This project is in many ways similar to S3Auth, a hosted service which provides a much more complete API to a private S3 bucket. I wrote S3proxy as a faster, simpler solution-- and because S3Auth requires a domain name and access to the CNAME
record in order to function. If you want a more complete API (read: more than just GET/HEAD at the moment) should check them out!
- Serves S3 file objects via standard GET request, optionally providing only a part of a file using the
byte-range
header. - Easy to configure via a the
config.yaml
file-- S3 keys and bucket name is all you need! - Limited support for simple url-rewriting where necessary.
- Uses the werkzeug
SimpleCache
module to cache S3 object identifiers (but not data) in order to reduce latency and lookup times.

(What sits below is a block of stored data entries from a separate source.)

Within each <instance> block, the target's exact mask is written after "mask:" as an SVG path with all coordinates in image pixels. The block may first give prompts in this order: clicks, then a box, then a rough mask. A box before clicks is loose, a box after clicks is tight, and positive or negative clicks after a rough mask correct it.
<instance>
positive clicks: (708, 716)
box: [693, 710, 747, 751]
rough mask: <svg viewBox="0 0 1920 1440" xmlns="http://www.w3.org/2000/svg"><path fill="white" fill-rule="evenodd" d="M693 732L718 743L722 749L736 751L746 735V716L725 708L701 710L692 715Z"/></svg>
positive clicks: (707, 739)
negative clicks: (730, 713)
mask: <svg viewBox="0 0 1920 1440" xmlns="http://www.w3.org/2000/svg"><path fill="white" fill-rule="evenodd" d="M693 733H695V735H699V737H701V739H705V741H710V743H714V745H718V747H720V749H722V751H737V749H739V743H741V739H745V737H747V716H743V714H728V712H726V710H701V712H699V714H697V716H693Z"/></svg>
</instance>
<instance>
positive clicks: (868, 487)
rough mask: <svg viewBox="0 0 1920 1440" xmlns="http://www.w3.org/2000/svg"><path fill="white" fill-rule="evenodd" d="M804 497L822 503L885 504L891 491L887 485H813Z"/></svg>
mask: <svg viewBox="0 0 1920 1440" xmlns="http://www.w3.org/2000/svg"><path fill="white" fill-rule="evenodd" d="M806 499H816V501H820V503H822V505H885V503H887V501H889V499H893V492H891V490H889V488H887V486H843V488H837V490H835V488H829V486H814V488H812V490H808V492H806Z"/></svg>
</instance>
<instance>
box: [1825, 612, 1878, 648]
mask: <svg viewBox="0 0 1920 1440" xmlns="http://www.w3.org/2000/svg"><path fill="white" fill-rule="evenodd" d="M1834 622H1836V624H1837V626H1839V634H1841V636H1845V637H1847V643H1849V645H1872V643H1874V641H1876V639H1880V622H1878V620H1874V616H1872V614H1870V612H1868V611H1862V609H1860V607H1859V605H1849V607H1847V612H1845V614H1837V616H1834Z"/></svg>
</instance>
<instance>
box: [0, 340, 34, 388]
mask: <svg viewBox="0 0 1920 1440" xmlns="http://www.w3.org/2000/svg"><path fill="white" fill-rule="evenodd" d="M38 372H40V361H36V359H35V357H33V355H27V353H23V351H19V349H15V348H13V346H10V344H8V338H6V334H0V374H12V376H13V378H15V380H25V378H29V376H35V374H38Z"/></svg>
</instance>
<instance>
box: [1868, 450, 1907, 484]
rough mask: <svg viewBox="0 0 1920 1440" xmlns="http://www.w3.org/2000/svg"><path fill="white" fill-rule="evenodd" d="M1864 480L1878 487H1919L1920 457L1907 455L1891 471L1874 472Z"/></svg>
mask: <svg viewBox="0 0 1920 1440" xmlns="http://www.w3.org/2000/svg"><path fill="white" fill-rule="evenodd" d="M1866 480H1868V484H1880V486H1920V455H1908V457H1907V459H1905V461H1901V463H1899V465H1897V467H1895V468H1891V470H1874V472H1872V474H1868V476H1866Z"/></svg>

To run S3proxy, you will need:
At the moment, there is no installation. Simply put your AWS keys and bucket name into the config.yaml file:
AWS_ACCESS_KEY_ID: ''
AWS_SECRET_ACCESS_KEY: ''
bucket_name: ''
You may also optionally specify a number of "rewrite" rules. These are simple pairs of a regular expression and a replacement string which can be used to internally redirect (Note, the API does not actually currently send a REST 3XX redirect header) file paths. The example in the config.yaml file reads:
rewrite_rules:
bai_rule:
from: ".bam.bai$"
to: ".bai"
... which will match all url/filenames ending with ".bam.bai" and rewrite this to ".bai".
If you do not wish to use any rewrite_rules, simply leave this commented out.
Once you have filled out the config.yaml file, you can test out S3proxy simply by running on the command line:
python app.py
Note: Running using the built-in flask server is not recommended for anything other than debugging. Refer to these deployment options for instructions on how to set up a flask applicaiton in a WSGI framework.
If you wish to see more debug-level output (headers, etc.), use the --debug
option. You may also specify a yaml configuration file to load using the --config
parameter.
S3proxy should not be used in production-level or open/exposed servers! There is currently no security provided by S3proxy (though I may add basic HTTP authentication later). Once given the AWS credentials, S3proxy will serve any path available to it. And, although I restrict requests to GET and HEAD only, I cannot currently guarantee that a determined person would not be able to execute a PUT/UPDATE/DELETE request using this service. Finally, I highly recommend you create a separate IAM role in AWS with limited access and permisisons to S3 only for use with S3proxy.
- Implement HTTP Basic Authentication to provide some level of security.
- Implement other error codes and basic REST responses.
- Add ability to log to a file and specify a
--log-level
(use the Python logging module)